Since people still seem to be having problems with this, I thought I would post my solution for getting a pretty reliable agent into WSL2.

I have found the npipe+socat options pretty unstable, and frustrating.

My solution for getting an agent into WSL uses a combination of WSL2 systemd support, OpenSSH server installed in WSL2, and using OpenSSH client in Windows.

Prepare the environment

  • Install the openssh client on windows, run some kind of agent on Windows and add your keys. Make sure you can see your keys on the Windows side by running ssh-add.exe -L
  • Setup your favorite WSL distro configure for WSL2.
  • In the WSL2 distro install OpenSSH. Possibly adjusting your /etc/ssh/sshd_config to have WSL2 listen on an alternate port. I run my WSL2 OpenSSH on 2200.
  • Configure your WSL2 environment to use systemd
  • Deploy the public key from your Windows agent into your WSL2 ~/.ssh/authorized_keys. Verify that you can ssh into your WSL2 environment without password prompts.
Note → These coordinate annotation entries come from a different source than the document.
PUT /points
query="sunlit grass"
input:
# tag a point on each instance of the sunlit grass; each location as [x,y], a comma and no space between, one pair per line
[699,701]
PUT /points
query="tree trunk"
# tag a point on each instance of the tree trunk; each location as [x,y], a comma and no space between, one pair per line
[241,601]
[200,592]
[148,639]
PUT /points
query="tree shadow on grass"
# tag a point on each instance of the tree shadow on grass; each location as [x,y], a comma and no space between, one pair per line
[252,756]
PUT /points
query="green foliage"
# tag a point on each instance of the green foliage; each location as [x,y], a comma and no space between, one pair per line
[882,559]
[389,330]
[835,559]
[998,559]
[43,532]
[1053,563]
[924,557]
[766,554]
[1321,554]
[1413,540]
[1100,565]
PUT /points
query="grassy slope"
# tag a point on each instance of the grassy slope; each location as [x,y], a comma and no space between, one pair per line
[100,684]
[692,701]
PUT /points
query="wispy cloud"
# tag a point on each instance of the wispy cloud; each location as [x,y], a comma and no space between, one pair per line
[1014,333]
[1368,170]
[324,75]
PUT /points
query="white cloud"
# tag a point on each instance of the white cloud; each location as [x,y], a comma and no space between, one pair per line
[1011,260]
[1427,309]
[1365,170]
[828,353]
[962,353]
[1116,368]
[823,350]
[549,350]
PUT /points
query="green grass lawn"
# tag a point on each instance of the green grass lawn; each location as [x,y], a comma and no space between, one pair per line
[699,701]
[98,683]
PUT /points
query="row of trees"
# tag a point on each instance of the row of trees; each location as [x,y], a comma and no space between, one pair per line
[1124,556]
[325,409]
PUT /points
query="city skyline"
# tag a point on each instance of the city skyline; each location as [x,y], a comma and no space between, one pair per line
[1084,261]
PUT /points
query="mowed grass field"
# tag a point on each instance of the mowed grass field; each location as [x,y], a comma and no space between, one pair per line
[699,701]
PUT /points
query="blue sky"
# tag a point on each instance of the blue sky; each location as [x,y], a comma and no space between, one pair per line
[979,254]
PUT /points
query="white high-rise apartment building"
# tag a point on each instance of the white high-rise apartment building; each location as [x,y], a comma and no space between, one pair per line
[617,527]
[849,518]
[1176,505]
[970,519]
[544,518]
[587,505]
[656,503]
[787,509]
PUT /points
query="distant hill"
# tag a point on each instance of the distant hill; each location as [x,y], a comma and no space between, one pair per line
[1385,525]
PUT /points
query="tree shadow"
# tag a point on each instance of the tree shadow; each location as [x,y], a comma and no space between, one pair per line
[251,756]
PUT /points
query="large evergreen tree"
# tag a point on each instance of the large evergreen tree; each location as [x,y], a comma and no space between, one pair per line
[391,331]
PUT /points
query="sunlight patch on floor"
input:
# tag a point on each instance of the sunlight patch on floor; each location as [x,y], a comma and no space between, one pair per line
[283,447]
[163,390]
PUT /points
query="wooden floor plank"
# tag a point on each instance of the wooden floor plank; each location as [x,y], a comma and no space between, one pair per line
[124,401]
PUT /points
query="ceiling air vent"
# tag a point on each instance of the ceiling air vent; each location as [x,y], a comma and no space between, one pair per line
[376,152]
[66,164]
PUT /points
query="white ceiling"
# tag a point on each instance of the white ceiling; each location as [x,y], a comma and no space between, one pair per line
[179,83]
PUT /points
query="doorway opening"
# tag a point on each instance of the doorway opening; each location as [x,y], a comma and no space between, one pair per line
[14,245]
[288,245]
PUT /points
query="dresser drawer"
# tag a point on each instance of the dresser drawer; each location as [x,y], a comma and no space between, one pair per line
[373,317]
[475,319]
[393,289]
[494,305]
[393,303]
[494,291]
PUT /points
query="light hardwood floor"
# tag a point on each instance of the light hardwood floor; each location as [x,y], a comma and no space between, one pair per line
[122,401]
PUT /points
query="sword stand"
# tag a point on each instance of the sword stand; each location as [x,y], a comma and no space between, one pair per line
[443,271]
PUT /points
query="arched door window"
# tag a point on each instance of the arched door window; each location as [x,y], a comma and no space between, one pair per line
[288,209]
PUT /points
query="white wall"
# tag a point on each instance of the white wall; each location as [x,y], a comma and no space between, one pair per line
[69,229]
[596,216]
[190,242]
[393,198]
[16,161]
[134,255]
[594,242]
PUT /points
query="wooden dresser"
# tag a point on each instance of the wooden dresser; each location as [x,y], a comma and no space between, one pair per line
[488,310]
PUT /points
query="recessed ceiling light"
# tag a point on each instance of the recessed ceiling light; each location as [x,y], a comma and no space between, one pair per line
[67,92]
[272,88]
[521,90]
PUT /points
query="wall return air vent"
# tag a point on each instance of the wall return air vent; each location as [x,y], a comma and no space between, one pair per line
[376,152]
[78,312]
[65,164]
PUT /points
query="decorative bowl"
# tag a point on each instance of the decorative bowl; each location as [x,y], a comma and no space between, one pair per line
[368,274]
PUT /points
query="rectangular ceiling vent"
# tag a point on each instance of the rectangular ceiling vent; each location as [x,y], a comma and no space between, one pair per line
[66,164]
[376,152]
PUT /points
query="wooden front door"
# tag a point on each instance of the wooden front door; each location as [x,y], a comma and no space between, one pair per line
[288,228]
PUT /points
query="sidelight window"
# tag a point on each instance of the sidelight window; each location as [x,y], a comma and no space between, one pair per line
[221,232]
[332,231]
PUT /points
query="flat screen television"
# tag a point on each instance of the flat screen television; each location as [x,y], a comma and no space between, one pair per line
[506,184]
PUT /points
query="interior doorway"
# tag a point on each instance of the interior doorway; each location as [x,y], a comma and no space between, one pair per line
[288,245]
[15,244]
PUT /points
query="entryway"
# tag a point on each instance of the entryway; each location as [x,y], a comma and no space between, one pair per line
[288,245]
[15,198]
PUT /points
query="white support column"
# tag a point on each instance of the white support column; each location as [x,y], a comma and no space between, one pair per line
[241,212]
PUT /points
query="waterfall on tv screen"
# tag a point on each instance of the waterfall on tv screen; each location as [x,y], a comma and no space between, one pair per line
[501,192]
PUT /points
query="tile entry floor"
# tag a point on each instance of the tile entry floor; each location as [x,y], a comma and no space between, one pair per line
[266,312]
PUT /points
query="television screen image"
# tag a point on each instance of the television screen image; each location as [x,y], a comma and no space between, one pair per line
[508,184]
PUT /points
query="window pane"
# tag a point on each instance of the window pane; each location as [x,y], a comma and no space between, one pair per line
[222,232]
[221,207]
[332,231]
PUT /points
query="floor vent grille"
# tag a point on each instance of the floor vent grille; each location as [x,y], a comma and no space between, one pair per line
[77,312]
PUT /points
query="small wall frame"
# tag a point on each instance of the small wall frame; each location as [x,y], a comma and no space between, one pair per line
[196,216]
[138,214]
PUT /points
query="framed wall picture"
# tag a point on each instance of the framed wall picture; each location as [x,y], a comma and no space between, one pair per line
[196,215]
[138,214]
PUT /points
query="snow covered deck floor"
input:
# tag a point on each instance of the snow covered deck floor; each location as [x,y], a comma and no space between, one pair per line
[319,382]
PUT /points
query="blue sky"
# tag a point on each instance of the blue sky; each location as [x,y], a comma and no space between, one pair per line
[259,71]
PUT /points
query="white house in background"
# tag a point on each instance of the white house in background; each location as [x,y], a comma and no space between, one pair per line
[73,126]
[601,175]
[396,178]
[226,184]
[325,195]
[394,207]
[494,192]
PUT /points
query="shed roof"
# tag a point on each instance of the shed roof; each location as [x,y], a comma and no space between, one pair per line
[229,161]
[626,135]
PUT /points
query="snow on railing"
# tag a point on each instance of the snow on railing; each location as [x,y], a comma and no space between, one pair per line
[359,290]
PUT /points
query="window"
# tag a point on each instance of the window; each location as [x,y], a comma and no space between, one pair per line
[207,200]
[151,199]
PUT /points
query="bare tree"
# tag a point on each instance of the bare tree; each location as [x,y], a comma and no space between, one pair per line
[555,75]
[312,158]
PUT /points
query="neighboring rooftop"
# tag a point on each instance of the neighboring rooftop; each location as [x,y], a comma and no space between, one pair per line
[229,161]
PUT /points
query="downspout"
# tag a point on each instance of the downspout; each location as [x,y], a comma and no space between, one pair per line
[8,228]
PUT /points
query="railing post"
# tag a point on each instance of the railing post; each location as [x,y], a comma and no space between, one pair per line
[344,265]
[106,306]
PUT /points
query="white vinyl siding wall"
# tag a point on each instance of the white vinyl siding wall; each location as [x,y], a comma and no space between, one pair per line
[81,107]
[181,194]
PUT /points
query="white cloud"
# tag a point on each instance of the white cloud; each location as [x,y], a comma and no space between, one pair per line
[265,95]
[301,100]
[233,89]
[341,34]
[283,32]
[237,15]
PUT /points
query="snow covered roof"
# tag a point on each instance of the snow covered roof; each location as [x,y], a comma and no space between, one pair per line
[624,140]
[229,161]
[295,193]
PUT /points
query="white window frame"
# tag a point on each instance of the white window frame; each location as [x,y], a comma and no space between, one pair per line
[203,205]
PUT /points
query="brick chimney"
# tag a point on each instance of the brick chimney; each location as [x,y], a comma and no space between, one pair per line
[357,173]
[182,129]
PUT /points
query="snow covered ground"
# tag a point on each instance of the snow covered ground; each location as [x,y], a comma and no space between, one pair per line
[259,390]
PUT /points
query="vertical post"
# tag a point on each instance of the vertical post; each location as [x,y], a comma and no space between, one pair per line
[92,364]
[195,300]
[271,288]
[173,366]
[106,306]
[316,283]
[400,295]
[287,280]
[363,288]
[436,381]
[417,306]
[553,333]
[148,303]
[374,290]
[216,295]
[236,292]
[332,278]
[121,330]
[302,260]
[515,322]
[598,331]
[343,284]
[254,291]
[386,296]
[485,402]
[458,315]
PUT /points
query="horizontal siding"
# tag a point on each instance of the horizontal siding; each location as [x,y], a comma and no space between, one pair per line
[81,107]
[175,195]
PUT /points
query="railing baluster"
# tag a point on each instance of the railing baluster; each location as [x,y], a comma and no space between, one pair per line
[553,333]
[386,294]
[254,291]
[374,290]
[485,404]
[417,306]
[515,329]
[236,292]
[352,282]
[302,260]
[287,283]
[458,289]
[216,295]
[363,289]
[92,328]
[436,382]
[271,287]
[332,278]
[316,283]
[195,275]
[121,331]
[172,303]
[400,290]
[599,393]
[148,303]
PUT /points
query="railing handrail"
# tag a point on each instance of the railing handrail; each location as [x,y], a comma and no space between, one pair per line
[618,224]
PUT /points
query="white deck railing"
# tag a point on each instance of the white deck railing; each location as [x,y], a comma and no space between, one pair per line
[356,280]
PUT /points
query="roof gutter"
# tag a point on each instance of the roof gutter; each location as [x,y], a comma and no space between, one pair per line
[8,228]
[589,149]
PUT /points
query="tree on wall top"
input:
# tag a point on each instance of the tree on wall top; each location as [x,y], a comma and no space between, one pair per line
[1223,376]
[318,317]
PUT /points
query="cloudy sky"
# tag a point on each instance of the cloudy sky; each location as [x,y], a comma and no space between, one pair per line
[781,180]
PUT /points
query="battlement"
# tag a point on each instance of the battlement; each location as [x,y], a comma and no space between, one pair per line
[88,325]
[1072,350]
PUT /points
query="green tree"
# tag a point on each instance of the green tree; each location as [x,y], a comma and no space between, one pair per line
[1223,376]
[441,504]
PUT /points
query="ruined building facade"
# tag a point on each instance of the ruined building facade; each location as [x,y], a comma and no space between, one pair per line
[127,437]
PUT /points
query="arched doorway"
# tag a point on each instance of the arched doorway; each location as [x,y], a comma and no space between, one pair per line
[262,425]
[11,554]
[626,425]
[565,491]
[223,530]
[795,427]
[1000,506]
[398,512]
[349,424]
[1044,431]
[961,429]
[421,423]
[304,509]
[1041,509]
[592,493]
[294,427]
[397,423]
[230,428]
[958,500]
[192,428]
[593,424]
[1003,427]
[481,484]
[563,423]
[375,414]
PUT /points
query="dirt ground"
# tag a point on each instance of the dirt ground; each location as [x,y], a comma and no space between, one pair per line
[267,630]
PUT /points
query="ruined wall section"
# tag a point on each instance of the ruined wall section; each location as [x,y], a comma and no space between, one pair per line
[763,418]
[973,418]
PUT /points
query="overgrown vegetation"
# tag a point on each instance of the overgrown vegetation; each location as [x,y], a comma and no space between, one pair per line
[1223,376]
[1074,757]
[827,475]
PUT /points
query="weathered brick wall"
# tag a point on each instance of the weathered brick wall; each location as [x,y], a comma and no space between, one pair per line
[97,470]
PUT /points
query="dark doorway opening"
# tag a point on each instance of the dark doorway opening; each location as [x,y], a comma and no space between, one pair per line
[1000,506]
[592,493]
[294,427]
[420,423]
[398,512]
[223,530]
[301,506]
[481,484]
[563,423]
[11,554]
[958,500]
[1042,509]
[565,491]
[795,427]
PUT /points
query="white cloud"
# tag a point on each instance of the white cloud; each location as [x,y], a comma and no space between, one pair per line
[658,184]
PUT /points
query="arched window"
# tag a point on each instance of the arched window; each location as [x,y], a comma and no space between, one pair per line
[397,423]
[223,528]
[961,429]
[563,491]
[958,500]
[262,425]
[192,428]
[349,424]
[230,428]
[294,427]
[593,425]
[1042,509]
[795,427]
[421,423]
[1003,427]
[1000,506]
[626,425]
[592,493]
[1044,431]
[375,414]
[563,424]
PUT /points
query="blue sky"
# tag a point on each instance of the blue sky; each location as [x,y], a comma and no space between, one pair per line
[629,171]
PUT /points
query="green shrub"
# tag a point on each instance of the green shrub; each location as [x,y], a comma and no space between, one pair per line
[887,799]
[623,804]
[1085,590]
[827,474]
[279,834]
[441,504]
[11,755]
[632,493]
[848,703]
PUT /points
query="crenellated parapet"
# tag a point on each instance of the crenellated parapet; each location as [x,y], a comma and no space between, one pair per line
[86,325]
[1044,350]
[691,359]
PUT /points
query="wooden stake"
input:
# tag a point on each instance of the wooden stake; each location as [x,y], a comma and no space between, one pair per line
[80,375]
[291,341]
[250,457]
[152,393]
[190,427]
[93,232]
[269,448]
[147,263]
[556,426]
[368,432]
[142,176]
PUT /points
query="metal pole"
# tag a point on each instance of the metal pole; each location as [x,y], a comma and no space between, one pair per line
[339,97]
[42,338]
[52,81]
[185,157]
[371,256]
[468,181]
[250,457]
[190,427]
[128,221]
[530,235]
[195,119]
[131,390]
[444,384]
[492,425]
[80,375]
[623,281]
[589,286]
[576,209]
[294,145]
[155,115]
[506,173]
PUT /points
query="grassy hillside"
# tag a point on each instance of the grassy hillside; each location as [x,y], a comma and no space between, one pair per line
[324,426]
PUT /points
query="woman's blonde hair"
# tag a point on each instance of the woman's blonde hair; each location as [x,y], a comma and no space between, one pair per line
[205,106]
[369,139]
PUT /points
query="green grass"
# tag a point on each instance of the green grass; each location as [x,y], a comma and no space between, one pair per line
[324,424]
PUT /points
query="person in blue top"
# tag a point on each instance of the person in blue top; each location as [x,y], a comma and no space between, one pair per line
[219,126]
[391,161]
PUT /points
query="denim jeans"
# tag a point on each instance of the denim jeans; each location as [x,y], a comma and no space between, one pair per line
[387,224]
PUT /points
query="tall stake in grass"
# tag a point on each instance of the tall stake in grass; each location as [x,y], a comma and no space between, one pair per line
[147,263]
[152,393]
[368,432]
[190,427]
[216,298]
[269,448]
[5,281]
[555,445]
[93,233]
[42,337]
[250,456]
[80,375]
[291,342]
That is all the prep work done. Now how do I actually forward the agent. It is pretty simple. I add a new systemd unit and enable it. This unit will use the WSL interop to run the windows ssh.exe client to the WSL2 environment. It enables agent forwarding, and will leave an symlink to the agent socket in ~/.ssh/agent. Systemd will keep this ssh session open.

/etc/systemd/system/ssh_agent.service

[Unit]
Description=SSH Agent
After=ssh.service
ConditionPathExists=/mnt/c/Windows/System32/OpenSSH/ssh.exe

[Service]
ExecStart=/mnt/c/Windows/System32/OpenSSH/ssh.exe \
    wsl_username@localhost -p 2200 -A -t -t bash -c \
    ': ; ln -sf "$SSH_AUTH_SOCK" ~/.ssh/agent ; exec sleep 1d'
KillMode=process
Restart=on-failure
Type=simple

[Install]
WantedBy=multi-user.target

With that done, all you have to do is update your shell profile to set the SSH_AUTH_SOCK variable. I have something like this in my bash profile.

if [ -L ~/.ssh/agent -a -z ${SSH_AUTH_SOCK+x} ]; then
    # wait a bit for systemd to start sshd and ssh_agent units.
    wait_tries=20
    until test $((wait_tries--)) -eq 0 -o -S ~/.ssh/agent ; do sleep 0.5; done
    unset wait_seconds
    # set our socket
    export SSH_AUTH_SOCK=~/.ssh/agent
fi

I like this solution since it doesn't require any fancy magic to forward. It simply uses the ssh client and ssh daemon to forward exactly the way ssh agents are normally forwarded. We just are using the WSL2 systemd and interop to get this to happen in the background.